53. Alang berjawab, tepuk berbatas. Artinya Perbuatan baik dibalas dengan perbuatan baik, perbuatan jahat dibalas dengan perbuatan kejahatan pula.

54. Cuaca di langit pertanda akan panas, gabak di hulu tanda akan hujan. Artinya Sesuatu pasti akan ada identitas atau tanda khususnya.

55. Orang mau seribu daya, bukan seribu dali. Artinya Jika menghendaki sesuatu, pasti akan mendapatkan jalan, jika tidak menghendaki, pasti mencari alasan.

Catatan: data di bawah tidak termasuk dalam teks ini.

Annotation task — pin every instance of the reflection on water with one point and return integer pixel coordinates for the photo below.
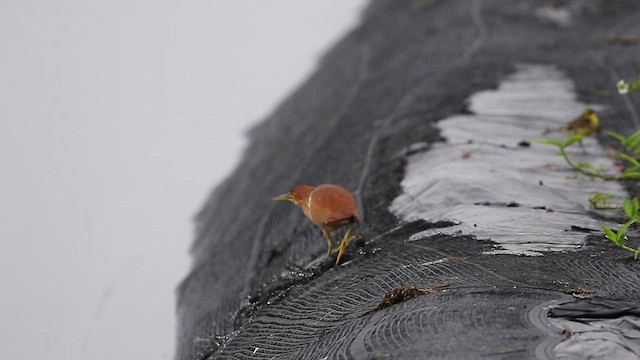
(524, 198)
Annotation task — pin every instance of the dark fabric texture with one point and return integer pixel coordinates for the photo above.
(258, 287)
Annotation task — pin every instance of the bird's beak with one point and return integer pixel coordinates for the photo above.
(283, 197)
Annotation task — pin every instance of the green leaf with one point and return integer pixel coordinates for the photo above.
(630, 159)
(627, 206)
(548, 142)
(620, 237)
(609, 234)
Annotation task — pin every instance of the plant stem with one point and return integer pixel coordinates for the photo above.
(583, 171)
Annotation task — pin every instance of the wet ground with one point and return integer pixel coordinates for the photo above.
(389, 115)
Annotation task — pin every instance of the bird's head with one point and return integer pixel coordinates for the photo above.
(299, 195)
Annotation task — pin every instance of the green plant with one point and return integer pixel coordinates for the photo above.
(629, 173)
(630, 208)
(631, 143)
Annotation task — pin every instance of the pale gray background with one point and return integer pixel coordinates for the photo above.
(116, 119)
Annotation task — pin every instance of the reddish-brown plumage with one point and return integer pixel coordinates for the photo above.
(327, 206)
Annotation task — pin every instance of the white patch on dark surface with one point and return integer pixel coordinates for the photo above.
(560, 16)
(524, 198)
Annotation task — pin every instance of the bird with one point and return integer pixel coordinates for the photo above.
(329, 207)
(585, 124)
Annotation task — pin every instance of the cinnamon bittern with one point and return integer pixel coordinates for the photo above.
(329, 207)
(585, 125)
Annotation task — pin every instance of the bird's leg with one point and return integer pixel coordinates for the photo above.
(343, 244)
(327, 235)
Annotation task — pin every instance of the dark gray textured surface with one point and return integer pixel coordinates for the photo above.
(251, 292)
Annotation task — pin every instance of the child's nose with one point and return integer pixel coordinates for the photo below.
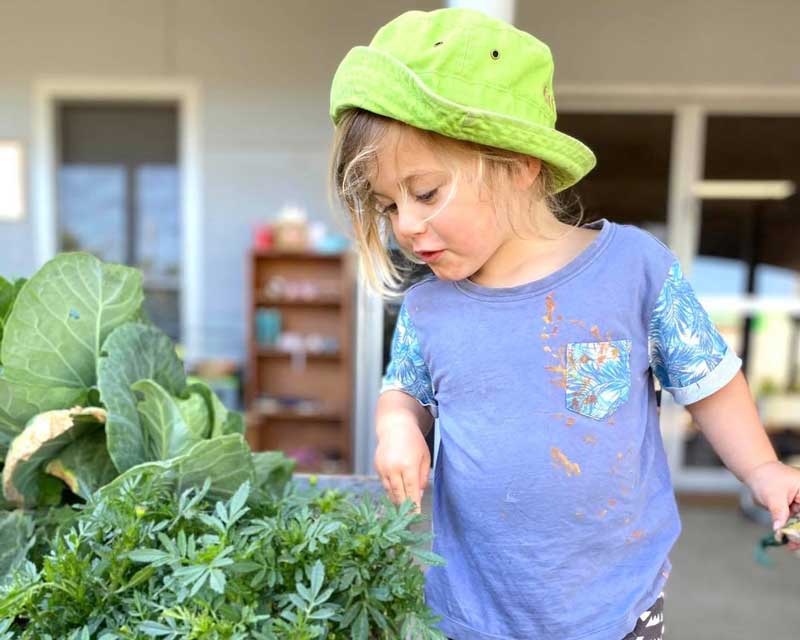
(410, 222)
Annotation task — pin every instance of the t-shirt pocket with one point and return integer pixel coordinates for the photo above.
(598, 377)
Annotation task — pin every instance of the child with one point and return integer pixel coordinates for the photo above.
(535, 344)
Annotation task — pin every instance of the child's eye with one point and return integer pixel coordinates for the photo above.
(425, 197)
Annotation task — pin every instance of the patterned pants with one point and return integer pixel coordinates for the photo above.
(650, 625)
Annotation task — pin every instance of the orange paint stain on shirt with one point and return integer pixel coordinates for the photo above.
(572, 468)
(550, 307)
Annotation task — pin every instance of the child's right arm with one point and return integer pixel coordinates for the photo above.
(402, 458)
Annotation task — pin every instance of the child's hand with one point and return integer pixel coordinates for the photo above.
(776, 486)
(403, 462)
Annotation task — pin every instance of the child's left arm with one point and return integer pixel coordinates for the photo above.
(729, 420)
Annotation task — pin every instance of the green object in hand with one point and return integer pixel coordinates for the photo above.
(790, 532)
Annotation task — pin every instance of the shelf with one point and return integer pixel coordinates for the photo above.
(289, 302)
(309, 355)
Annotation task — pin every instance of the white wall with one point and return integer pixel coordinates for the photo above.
(676, 42)
(265, 67)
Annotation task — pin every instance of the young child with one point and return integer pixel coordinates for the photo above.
(535, 344)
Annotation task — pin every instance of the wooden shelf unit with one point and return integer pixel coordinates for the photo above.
(323, 377)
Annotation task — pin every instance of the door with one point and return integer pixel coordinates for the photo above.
(118, 193)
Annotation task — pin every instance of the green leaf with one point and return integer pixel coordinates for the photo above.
(84, 465)
(62, 316)
(42, 440)
(360, 630)
(226, 461)
(166, 433)
(8, 294)
(195, 414)
(222, 421)
(16, 538)
(134, 352)
(19, 403)
(273, 471)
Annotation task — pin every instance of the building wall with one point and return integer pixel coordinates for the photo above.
(265, 67)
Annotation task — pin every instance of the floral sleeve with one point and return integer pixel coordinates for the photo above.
(687, 354)
(407, 370)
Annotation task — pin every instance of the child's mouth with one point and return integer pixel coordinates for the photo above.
(430, 256)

56. Enak makan dikunyah, enak kata diperkatakan. Artinya Sesuatu hal haruslah dimusyawarahkan terlebih dahulu.

57. Hawa pantang kerendahan, nafsu pantang kekurangan. Artinya Hawa nafsu tidak boleh diremehkan harus dijaga sebaik-baiknya

58. Sekali jalan terkena, dua kali jalan tahu, tiga kali jalan jera. Artinya Bagaimanapun bodohnya seseorang, jika sekali tertipu, tak akan mau tertipu lagi untuk kedua kalinya.

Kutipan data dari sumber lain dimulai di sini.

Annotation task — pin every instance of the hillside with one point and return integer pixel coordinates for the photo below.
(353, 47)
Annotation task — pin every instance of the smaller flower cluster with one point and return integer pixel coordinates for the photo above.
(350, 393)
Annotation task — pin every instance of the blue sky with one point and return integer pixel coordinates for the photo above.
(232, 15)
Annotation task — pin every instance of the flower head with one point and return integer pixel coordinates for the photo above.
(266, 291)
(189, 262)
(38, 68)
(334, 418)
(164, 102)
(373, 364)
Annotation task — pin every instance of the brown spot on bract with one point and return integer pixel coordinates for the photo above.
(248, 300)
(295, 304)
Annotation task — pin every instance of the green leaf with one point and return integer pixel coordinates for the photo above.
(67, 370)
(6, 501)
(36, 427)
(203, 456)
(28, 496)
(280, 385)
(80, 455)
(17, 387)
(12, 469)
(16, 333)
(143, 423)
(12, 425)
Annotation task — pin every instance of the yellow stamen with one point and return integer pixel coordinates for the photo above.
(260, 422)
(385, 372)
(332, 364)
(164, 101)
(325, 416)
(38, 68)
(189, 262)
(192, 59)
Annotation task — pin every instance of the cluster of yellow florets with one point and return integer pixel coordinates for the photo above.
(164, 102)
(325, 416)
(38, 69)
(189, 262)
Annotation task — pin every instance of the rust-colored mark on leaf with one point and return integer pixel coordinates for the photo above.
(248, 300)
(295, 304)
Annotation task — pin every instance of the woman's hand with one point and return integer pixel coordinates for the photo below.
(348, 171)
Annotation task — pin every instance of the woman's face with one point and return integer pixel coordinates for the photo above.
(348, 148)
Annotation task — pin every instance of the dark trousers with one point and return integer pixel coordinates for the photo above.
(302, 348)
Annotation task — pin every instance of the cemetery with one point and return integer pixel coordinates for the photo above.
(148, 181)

59. Jangan disesar gunung berlari, hilang kabut tampaklah dia. Artinya Hal yang sudah pasti, kerjakanlah dengan sabar tidak perlu tergesa-gesa.

60. Sehari selembar benar, setahun selembar kain. Artinya Suatu pekerjaan yang dilakukan dengan keyakinan dan kesabaran akan membuahkan hasil yang baik.

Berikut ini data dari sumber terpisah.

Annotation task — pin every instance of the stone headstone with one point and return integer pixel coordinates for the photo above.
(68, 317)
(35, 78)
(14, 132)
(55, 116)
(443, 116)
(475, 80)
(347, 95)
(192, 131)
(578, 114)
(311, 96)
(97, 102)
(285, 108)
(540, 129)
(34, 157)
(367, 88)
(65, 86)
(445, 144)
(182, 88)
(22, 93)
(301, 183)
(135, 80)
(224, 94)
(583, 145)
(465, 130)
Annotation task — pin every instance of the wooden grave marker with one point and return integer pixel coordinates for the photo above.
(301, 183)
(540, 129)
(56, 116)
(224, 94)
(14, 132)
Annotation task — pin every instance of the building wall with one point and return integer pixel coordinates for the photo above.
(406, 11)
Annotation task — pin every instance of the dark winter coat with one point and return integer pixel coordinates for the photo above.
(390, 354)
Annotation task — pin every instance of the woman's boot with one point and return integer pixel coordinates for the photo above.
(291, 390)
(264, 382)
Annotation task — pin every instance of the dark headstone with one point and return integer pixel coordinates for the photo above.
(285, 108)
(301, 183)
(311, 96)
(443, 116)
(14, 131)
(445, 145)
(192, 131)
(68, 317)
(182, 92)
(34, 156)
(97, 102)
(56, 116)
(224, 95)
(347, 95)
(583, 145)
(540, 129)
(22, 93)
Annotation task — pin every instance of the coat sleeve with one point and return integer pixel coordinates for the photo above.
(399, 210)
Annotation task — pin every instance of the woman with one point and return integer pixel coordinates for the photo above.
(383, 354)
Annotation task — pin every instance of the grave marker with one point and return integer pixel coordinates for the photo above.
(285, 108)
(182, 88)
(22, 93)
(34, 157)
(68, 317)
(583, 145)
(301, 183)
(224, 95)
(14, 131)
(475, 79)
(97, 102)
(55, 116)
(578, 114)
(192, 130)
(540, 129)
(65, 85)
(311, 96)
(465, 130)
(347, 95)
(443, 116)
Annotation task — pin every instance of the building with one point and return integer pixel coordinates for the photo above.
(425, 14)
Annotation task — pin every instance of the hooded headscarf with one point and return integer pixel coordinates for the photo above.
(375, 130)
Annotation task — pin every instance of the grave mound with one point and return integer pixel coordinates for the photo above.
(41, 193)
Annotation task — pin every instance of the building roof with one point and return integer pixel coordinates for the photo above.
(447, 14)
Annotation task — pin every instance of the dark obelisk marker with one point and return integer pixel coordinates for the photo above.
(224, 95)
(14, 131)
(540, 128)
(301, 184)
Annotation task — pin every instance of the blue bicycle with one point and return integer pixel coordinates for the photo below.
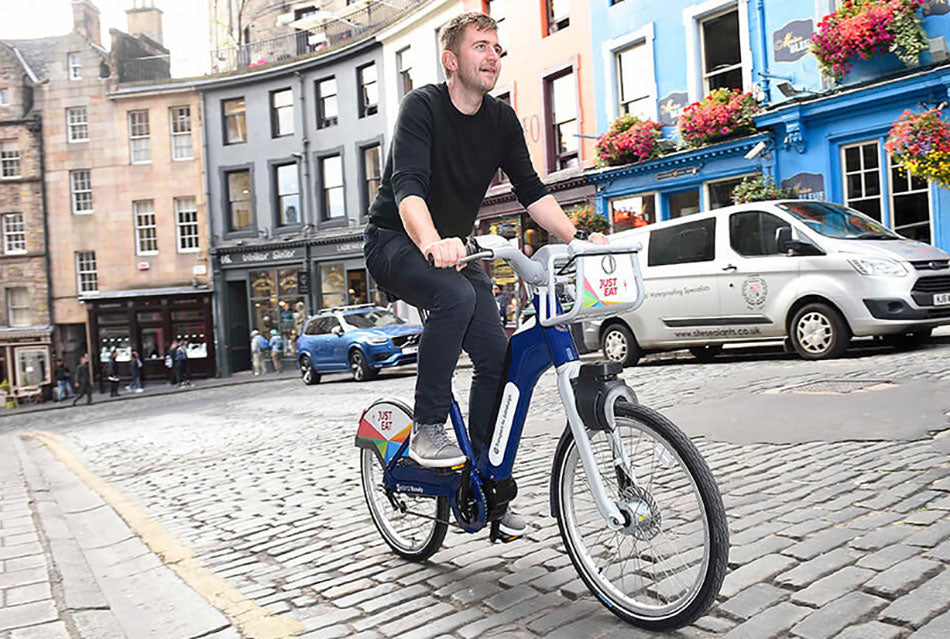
(638, 510)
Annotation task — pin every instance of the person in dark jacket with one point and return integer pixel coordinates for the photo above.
(83, 382)
(112, 374)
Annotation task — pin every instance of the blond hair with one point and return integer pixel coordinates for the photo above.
(450, 36)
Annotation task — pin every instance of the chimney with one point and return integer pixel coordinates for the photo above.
(145, 19)
(86, 20)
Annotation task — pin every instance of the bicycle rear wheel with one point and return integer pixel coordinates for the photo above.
(664, 569)
(413, 526)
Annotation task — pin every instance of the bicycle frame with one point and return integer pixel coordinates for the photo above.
(530, 353)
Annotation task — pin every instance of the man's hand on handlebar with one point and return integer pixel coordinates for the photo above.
(445, 253)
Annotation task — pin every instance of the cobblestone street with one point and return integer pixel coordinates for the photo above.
(835, 531)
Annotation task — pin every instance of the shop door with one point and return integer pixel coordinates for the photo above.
(238, 333)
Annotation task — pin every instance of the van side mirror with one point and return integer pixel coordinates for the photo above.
(785, 243)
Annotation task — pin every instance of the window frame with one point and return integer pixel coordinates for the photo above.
(138, 137)
(146, 227)
(75, 193)
(92, 273)
(179, 225)
(72, 126)
(275, 112)
(225, 118)
(14, 234)
(173, 121)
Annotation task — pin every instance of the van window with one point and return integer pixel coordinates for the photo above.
(683, 243)
(752, 233)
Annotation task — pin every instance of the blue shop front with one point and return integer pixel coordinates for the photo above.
(680, 183)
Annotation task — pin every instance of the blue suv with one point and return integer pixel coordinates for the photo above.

61. Di mana kayu bengkok, di sana musang mengintai. Artinya Orang yang sedang lengah mudah dimanfaatkan oleh musuhnya.

62. Terlalu aru berpelanting, kurang aru berpelanting. Artinya Segala sesuatu yang berlebihan atau kurang akan berakibat kurang baik.

63. Menghela lembu dengan tali, menghela manusia dengan kata. Artinya Segala pekerjaan harus dilakukan menurut tata cara aturannya masing-masing.

64. Lemak manis jangan ditelan, pahit jangan dimuntahkan. Artinya perundingan yang baik jangan disia-siakan, tetapi hendaknya dipikirkan secara dalam-dalam.

65. Menanti-nanti bagaikan bersuamikan raja. Artinya Menantikan bantuan dari orang yang tidak dapat memberikan bantuan.

66. Luka sudah hilang parut tinggal juga. Artinya Setiap perselisihan selalu meninggalkan bekas dalam hati orang yang berselisih, walaupun perselisihan itu sudah berakhir.

67. Makan hati berulam rasa. Artinya Menderita karena perbuatan orang yang kita sayang.

68. Untung bagaikan roda pedati, sekali ke bawah sekali ke atas. artinya Keberuntungan atau nasib manusia tiada tetap, kadang di bawah dan kadang di atas.

69. Kalau tiada senapang, baik berjalan lapang. Artinya. Jika tidak bersenjata atau tidak bertenaga, sebaiknya mengalah.